Le projet de cryptomonnaie patronné par Facebook traverse une mauvaise passe. Sept partenaires de premier ordre, dont Paypal, Visa et Mastercard, ont quitté le navire, effrayés par les avis négatifs de législateurs américains et du ministère des Finances. Les banques centrales ont montré les crocs, suggérant que Libra pourrait avoir du mal à être agréé.

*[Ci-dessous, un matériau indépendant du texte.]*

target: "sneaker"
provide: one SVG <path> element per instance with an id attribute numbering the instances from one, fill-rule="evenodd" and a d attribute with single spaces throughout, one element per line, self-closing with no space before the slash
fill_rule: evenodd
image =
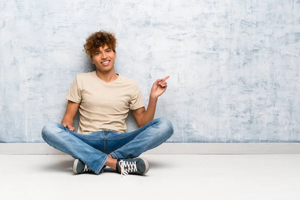
<path id="1" fill-rule="evenodd" d="M 144 175 L 149 170 L 149 163 L 144 158 L 119 159 L 116 162 L 116 168 L 122 177 L 128 174 Z"/>
<path id="2" fill-rule="evenodd" d="M 104 168 L 106 166 L 104 166 L 103 168 L 100 171 L 100 173 L 102 173 L 104 170 Z M 81 161 L 78 158 L 75 159 L 74 160 L 74 164 L 73 164 L 73 172 L 76 174 L 82 174 L 87 173 L 90 172 L 92 172 L 90 168 L 84 162 Z"/>

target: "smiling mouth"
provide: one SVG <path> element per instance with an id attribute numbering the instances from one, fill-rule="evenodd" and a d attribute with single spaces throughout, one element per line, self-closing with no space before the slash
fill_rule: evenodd
<path id="1" fill-rule="evenodd" d="M 103 62 L 102 62 L 101 64 L 105 65 L 110 63 L 110 60 L 104 61 Z"/>

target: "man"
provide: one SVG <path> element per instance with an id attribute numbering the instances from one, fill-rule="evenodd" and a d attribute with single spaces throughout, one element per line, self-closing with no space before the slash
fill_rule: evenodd
<path id="1" fill-rule="evenodd" d="M 148 162 L 136 157 L 173 134 L 168 120 L 154 120 L 158 97 L 166 91 L 166 80 L 170 76 L 154 82 L 146 110 L 136 82 L 114 72 L 114 34 L 101 30 L 86 40 L 86 52 L 96 70 L 76 76 L 66 95 L 68 100 L 60 124 L 47 124 L 42 132 L 42 138 L 75 158 L 75 173 L 92 170 L 98 174 L 108 166 L 121 176 L 144 174 L 149 170 Z M 76 132 L 73 120 L 78 109 L 80 120 Z M 126 132 L 130 109 L 139 128 Z"/>

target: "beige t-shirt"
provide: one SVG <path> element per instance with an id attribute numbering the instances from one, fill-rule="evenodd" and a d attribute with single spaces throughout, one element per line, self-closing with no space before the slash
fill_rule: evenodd
<path id="1" fill-rule="evenodd" d="M 80 104 L 78 132 L 82 134 L 102 130 L 126 132 L 129 110 L 144 106 L 135 81 L 119 74 L 117 79 L 106 83 L 96 71 L 76 76 L 66 97 Z"/>

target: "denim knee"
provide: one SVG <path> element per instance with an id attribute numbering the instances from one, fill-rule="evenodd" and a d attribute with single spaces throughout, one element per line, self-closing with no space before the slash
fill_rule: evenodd
<path id="1" fill-rule="evenodd" d="M 42 130 L 42 137 L 46 141 L 45 139 L 46 140 L 46 138 L 58 132 L 58 130 L 60 128 L 58 124 L 54 122 L 48 122 Z"/>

Point d’orgue de cette série noire : on a appris que Calibra, la filiale fintech de Facebook chargée de mettre en œuvre Libra, fait l’objet d’une plainte introduite par une autre jeune pousse du secteur, Current, qui l’accuse d’avoir plagié son logo (étonnamment similaires, les deux symboles proviennent de la même agence…). Lors d’une réunion de son Conseil d’administration ce lundi à Genève, le noyau dur de Libra Association a tenté de se remettre en ordre de bataille, annonçant l’arrivée de nouveaux partenaires et un effort de définition de sa gouvernance. Ce qui en est sorti n’a pas vraiment permis d’y voir plus clair.

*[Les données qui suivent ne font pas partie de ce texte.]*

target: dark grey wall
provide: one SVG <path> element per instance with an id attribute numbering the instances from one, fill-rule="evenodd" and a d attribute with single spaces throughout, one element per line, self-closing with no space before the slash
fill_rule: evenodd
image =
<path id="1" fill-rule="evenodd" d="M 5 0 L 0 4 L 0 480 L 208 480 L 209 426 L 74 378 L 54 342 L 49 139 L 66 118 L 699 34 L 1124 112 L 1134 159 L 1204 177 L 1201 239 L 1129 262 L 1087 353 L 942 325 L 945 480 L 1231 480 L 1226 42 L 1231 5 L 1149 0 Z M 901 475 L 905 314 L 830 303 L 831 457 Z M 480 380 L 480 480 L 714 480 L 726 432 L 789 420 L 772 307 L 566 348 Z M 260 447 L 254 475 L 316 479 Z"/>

Le groupe s’est doté d’une gouvernance basique provisoire et a nommé cinq membres de son Conseil d’administration, dont David Marcus, un des inspirateurs du projet, et Katie Haun, de la firme de venture capitalists Andreessen Horowitz. L’on ignore pour l’instant si les partenaires qui restent à bord ont déjà versé leur part, dix millions de dollars chacun, à l’écot. 1 500 organisations ont exprimé leur souhait de rejoindre le projet, dont 180 répondent aux critères de base adoptée par l’association, a précisé celle-ci. L’objectif affiché est d’en rassembler cent d’ici le lancement de Libra.

Les règles cruciales de gouvernance ne seront élaborées que par la suite, sans que l’on connaisse une date d’adoption. Pour un projet d’une telle ambition, tout cela évoque davantage les bricoleurs du dimanche que le sérieux, la dignité et la circonspection que l’on est en droit d’attendre de personnes aspirant à un rôle de gouverneur de banque centrale. Mark Zuckerberg, le CEO de Facebook, répondra le 23 octobre aux questions des membres de la Commission des services financiers de la Chambre des représentants : ce ne sera sans doute pas pour lui une partie de plaisir.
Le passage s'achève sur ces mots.